The Navigator swallowed it down, and instead began something similar: 

" I did not mean to dispute with you about things intrinsic to the world and impossible to alter, but rather just to ask...

How is she?"

The tension relented from one second to the other, just how stale bread gives its sad last puff when being cut into. They would never turn to talk about such figures, such subjects openly, yet well, it happened to be a night of odd rarities.

The Captain studied his Navigator for a while, now brimming more than ever with naïve and youthful convention, he normally just stuffed himself full, shrouded it hoping no one to see, so no one would claim him to be an imposter on a bleak ship occupied by the Dead, willingly though wearing this air and standing to face him.

He was so full of life it was ridiculous.

He shouldn't care.

They both shouldn't.

They weren't alive, it should be out of his hands to steer his fate, and yet last night, seemingly he did just do that: Act on the impulses of his heart.

Funny though how he asked how she was and didn't conclude she would now be nothing else than hollow and destroyed, as this was exactly the choice he made.

'The only trickling flame on this damned ship, fighting to remain alit' , coursed through his head, while he shook it.

Shall he say 'fine' just for good humour?

The night so long terminated and shifted bland to be humorous in the slightest. If he was to, he would have either laughed in outrage, or because it fit like the glove did the hand.
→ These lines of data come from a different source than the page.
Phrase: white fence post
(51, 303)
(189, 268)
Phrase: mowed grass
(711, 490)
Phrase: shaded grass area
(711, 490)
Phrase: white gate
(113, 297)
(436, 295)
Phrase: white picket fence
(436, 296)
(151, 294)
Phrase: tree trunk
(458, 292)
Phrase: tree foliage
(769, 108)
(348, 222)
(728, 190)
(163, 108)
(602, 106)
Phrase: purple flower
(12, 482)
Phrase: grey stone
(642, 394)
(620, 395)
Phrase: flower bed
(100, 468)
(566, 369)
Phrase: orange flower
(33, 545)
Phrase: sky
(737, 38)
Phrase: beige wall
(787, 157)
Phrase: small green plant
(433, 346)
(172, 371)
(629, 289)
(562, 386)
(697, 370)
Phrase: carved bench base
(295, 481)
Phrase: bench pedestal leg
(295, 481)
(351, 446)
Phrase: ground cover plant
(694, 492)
Instead, he turned his back to him, mumbling only an "It is, what it is" on his way out.

Now the last scrap of cool anger has been taken away from him.

He was trapped within, not a flag to hiss to warn and cry to people, why more stormed in him that it should be.

An empty shell, only filled by the misery and yells of those poor fellows who were destined for elimination on his bloodied hands, every scream, every severing of flesh and skin conserved and collected in him, another burden to carry.

It reminded him of her odd, wincing breathing sounds, lastly having useful lungs, hands grabbing her throat, more and more blood trickling and trickling down, until seized by death.

He was well accustomed to cries and screams of any kind.

The stitching of her neck had been testing his patience, ornery black thread refusing to be mended, as he closed the wound to better heal.

Injuries were taken over the border.

His pale hands scooted out from the long sleeves of his hood, accosting the railing as wind roughly tugged at their black linen sail and how wind caressingly toyed again with strands of his hair and his hood.

He sent an irritated look towards the sky where his foes rested, but thought to himself it was worthless, because he probably looked still neutral, still unfazed, still like a statue, glinting malice in his bland eyes further provoking their spirits only more.

He didn't feel the cold of the blazing breeze or the gnawing chill.

The Captain wondered what could have happened out of the silly little story about a human girl, who once almost pierced him with an arrow she shot at their Ship to communicate with them, in another life, another story that had never happened, an instance seen by him, but not executed.

Better to remember it as such a fiction, for reality had shaped fairy tale into a horrific nightmare.

And now it wouldn't matter because he enslaved her to him just as how he was enslaved by his mother who had betrayed him to be spared of her punishment, punishing him still after all this time.

You, my heir will kill them all, she said to him in a lovely voice for it was her who should be trapped a statue, a lonely figure forever, condemned to give a part of herself away to every singular separate change, as he did, until there would be nothing left for charitable distribution, perhaps the day everything would be finally over, the day they could only hope would arrive rather sooner, than later.